Lauda chegou ao GP dos Países Baixos, 11ª etapa da Fórmula 1, longe de qualquer disputa de título. E isso se explica muito por conta da falta de sorte do austríaco naquele ano — para se ter uma ideia, Niki abandonou oito das dez corridas anteriores, sempre convivendo com defeitos no carro. Isso naturalmente desmotivou o veterano, que via o companheiro Alain Prost caminhar rumo à primeira taça.
Assim, Lauda aproveitou a etapa anterior aos Países Baixos, na Áustria, para anunciar que se aposentaria ao fim do campeonato. E aquela mesma corrida seria um exemplo do que afastava Niki do esporte. Liderando e muito perto de vencer, Lauda viu o motor TAG 1.5 V6T da Porsche abrir o bico e encerrar o sonho do triunfo.
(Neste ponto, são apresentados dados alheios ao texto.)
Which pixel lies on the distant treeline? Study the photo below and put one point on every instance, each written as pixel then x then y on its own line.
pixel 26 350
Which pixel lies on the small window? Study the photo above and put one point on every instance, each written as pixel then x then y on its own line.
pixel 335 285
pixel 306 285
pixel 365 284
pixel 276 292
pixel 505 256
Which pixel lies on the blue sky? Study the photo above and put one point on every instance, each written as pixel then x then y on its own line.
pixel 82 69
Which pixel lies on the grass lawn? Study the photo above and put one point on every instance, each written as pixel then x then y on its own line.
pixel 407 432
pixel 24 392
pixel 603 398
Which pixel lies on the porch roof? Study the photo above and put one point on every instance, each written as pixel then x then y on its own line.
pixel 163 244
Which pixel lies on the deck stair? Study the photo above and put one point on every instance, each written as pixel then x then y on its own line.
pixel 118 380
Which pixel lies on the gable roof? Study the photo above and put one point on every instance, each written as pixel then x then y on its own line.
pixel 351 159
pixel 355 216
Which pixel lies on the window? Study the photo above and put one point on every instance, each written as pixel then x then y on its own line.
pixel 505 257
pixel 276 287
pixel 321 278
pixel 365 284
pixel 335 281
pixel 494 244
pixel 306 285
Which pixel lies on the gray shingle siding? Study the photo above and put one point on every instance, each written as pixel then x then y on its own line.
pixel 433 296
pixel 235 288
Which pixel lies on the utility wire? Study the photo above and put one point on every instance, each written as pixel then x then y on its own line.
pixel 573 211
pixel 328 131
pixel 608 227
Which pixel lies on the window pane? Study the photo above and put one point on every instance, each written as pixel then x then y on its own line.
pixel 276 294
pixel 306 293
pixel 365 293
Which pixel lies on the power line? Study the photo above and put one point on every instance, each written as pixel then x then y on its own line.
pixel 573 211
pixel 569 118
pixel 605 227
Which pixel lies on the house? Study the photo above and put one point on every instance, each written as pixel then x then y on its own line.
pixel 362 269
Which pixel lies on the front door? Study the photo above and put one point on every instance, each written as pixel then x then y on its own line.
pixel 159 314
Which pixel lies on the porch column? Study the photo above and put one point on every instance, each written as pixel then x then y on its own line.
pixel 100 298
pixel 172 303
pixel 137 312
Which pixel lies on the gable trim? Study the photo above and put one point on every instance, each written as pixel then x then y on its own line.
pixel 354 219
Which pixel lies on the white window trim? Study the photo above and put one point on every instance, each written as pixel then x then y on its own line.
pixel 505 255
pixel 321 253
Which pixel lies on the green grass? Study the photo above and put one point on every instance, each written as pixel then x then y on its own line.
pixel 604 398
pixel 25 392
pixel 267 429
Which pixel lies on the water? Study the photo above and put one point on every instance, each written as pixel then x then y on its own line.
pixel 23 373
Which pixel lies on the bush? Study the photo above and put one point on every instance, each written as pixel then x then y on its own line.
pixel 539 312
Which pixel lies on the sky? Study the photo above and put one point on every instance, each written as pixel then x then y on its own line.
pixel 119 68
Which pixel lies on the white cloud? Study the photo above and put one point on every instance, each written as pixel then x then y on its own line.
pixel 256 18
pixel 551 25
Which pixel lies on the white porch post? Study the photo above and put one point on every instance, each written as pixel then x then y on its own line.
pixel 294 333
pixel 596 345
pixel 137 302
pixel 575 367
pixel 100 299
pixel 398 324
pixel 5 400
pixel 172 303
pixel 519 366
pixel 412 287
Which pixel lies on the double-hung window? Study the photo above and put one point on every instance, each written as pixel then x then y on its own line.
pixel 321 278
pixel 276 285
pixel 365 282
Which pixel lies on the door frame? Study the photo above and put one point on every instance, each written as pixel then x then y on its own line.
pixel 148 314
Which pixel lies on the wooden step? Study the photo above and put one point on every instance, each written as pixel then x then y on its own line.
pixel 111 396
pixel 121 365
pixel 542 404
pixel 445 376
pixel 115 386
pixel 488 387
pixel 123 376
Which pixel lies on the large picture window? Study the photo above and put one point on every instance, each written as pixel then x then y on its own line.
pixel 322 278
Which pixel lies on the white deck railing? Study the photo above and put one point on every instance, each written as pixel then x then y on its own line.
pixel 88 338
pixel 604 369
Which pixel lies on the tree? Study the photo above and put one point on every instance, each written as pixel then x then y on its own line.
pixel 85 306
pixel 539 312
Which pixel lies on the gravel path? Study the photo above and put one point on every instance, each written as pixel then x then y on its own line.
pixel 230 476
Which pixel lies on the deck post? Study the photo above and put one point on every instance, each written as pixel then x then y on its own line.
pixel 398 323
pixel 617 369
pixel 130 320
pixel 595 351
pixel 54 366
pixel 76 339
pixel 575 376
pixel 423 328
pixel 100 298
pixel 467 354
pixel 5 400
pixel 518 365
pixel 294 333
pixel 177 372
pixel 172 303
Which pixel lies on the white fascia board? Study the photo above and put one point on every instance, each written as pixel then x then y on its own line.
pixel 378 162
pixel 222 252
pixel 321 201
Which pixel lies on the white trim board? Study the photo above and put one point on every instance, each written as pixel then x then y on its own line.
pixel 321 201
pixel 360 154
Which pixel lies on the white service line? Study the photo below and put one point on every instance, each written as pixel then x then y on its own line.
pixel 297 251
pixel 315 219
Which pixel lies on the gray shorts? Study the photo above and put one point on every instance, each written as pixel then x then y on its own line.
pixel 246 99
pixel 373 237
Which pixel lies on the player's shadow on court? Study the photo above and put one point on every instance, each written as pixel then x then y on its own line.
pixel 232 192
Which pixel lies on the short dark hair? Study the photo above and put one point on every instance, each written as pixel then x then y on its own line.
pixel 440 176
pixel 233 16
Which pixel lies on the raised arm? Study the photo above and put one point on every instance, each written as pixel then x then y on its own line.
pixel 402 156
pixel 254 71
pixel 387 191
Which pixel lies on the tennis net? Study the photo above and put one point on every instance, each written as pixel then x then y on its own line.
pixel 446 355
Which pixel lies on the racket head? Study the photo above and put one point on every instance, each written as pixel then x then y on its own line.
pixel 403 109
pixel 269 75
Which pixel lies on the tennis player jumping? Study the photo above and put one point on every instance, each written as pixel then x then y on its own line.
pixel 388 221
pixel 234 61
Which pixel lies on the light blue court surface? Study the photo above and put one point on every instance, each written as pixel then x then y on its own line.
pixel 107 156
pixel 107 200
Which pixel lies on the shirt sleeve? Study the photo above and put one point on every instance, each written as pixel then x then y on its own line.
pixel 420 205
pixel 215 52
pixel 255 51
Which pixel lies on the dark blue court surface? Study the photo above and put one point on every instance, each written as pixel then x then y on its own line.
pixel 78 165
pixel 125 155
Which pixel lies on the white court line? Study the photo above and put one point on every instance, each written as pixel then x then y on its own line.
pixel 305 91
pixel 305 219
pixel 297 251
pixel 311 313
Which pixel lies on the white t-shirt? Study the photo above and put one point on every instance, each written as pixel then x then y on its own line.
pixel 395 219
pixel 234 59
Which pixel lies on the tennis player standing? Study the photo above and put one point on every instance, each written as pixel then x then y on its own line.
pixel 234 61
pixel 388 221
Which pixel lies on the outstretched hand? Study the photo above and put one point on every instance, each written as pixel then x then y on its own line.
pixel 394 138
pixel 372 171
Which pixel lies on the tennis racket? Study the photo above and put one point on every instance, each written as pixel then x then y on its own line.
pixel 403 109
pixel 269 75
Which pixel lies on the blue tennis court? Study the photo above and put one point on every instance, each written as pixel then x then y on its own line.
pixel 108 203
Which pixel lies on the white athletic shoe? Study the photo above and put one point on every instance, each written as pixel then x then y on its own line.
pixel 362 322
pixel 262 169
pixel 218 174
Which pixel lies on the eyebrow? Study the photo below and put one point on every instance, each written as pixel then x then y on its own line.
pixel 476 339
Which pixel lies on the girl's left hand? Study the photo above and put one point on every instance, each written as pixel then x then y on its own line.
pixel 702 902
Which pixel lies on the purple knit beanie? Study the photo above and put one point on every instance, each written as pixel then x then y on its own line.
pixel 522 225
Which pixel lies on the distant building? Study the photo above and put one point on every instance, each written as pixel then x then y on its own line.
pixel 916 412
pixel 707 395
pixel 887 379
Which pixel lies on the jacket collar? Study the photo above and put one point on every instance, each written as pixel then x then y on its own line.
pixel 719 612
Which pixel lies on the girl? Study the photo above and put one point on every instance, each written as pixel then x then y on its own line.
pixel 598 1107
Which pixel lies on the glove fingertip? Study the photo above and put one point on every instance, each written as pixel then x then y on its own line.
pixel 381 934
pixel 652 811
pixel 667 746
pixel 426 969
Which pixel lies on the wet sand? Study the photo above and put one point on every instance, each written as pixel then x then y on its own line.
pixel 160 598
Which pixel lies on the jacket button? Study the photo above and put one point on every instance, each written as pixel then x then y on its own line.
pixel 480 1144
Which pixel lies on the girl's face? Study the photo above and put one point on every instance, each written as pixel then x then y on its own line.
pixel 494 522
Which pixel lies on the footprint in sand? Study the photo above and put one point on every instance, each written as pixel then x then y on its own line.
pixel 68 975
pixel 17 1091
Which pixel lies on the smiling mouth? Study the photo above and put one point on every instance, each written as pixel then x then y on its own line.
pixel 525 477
Mais um exemplo de que aquele não era o ano do tricampeão.
Uma semana depois, porém, a Fórmula 1 desembarcava em Zandvoort para mais uma etapa nos Países Baixos. Prost garantiu o terceiro lugar no grid de largada, com um tempo de 1min11s801, mas a décima colocação de Lauda (1min13s059) indicava mais uma longa e complicada corrida pela frente. Nelson Piquet fez a pole, com 1min11s074, e foi seguido por Keke Rosberg na primeira fila.

As expectativas de Lauda, porém, mudaram logo na largada. Com uma primeira volta incrível, o tricampeão ganhou cinco posições e se colocou na briga pelo pódio ainda no início. Com o passar dos giros, ultrapassou também Teo Fabi, da Toleman, e Ayrton Senna, então na Lotus, para virar terceiro. E aí viria o pulo do gato.
Na volta 21, antes dos demais concorrentes, Lauda optou por parar e fazer a troca de pneus. Naturalmente, foi derrubado no pelotão e voltou em décimo, mas recuperou gradativamente as posições à medida que os outros paravam. O plano deu certo, e Niki se encontrou na liderança após a parada de Prost — que voltou em segundo.
A partir daí, o que se viu foi um Prost sedento pela vitória, brigando ponto a ponto pelo título com Michele Alboreto, e Lauda defendendo de todas as formas possíveis. Em uma cena impensável atualmente, a McLaren não interferiu, mesmo com apenas um de seus pilotos na briga pela taça, e deixou os dois se resolverem. O francês tentou de tudo, atacou de várias formas possíveis, mas não conseguiu passar.

Inteligente, Lauda aproveitou o traçado mais estreito de Zandvoort para defender como se não houvesse amanhã. No momento mais tenso, Prost botou duas rodas na grama para conseguir passar, mas foi barrado mais uma vez. E Niki venceria pela última vez na Fórmula 1, com apenas 0s232 de vantagem.
Em uma época marcada por problemas de confiabilidade, apenas dez dos 26 pilotos que largaram conseguiram completar o GP dos Países Baixos. Atrás de Lauda e Prost, chegou um ainda jovem Senna, fechando o pódio. Alboreto, Elio de Angelis, Nigel Mansell, Martin Brundle, Nelson Piquet, Gerhard Berger e Marc Surer completaram o top-10.
Lauda deixaria de fato a Fórmula 1 após o fim da temporada, mas seguiria próximo do esporte. Foi comentarista em transmissões da categoria e dirigente, sendo o último trabalho um cargo de presidente não-executivo na Mercedes. Teve, inclusive, participação decisiva na chegada de Lewis Hamilton à equipe alemã — que enfileiraria sete Mundiais de Pilotos e oito de Construtores entre 2014 e 2021. O tricampeão viveu até 2019, quando morreu devido a complicações renais.